Ezriel Kornel, MD. Somers Orthopaedic Surgery and Sports Medicine Group (Carmel, N.Y.): Outpatient spine surgery will continue to grow, but it's essential to ensure patients are medically stable and suitable for this setting. Factors like pre-existing conditions or pulmonary issues may require closer monitoring, which limits the feasibility of outpatient procedures for some patients.
Pain management is another consideration. Certain patients may experience more post-operative pain, requiring overnight observation for pain control. While minimally invasive techniques reduce trauma and stress on the body, outpatient procedures won't be possible for every case or every patient. Some surgeries will always require a hospital setting for optimal care.

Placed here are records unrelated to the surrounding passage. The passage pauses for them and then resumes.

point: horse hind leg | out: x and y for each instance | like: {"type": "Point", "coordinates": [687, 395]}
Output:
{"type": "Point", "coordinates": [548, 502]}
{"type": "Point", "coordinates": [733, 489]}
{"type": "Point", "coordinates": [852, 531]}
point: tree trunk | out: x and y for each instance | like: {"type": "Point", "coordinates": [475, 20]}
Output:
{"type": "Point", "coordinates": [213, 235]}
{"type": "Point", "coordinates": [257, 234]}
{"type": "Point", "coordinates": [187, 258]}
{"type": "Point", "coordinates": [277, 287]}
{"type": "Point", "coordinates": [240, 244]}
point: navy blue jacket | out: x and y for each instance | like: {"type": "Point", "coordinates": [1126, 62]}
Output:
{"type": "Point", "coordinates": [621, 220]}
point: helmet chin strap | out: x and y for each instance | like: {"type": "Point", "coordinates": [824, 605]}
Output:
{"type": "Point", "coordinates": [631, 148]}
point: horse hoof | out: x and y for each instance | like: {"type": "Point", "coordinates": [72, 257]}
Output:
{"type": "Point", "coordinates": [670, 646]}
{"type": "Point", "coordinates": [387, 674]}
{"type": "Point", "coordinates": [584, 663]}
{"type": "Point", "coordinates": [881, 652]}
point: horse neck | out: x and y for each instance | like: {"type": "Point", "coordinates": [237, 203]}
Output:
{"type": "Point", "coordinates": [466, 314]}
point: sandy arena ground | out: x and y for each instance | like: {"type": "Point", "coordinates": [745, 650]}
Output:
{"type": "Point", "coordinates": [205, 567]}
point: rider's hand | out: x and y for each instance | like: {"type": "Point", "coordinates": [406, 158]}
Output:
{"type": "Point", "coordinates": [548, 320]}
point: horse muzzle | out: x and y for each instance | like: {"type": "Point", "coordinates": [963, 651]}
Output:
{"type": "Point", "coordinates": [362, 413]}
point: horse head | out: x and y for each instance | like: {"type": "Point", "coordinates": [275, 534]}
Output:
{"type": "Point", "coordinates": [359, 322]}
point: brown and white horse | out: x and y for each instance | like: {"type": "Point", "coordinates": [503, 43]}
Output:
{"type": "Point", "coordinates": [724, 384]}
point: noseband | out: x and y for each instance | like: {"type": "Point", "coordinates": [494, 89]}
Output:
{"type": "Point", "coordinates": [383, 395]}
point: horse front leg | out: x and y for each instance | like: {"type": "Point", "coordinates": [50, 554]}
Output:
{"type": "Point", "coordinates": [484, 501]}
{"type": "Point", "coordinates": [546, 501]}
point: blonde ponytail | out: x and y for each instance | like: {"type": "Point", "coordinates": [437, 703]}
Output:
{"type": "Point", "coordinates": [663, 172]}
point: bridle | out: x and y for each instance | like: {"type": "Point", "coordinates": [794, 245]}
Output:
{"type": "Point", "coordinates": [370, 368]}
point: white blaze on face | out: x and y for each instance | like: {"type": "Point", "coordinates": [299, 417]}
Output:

Dean Perfetti, MD. Somers Orthopaedic Surgery and Sports Medicine Group (Carmel, N.Y.): Over the next two to three years procedures are going to be more commonly performed in an outpatient setting — not only the 23 hour stay, but probably even shorter. Endoscopy opens up that ability to essentially be treated almost like a knee arthroscopy, where you get your surgery and within an hour or two you're discharged home. That's a big benefit of endoscopy, where you have not only small incisions from a minimally invasive point of view, but you have no dead space in terms of the dissection. Everything closes up as you take the small tube out, and it's even smaller than the tubular retractors that are 18 to 22mm that you hear in microdiscectomy. This is truly minimally invasive. Having a camera down at the level of the pathology, as opposed to looking at it from a normal standard surgical perspective, we could really deal with the problem at hand and then get people back to their lives and to work significantly quicker.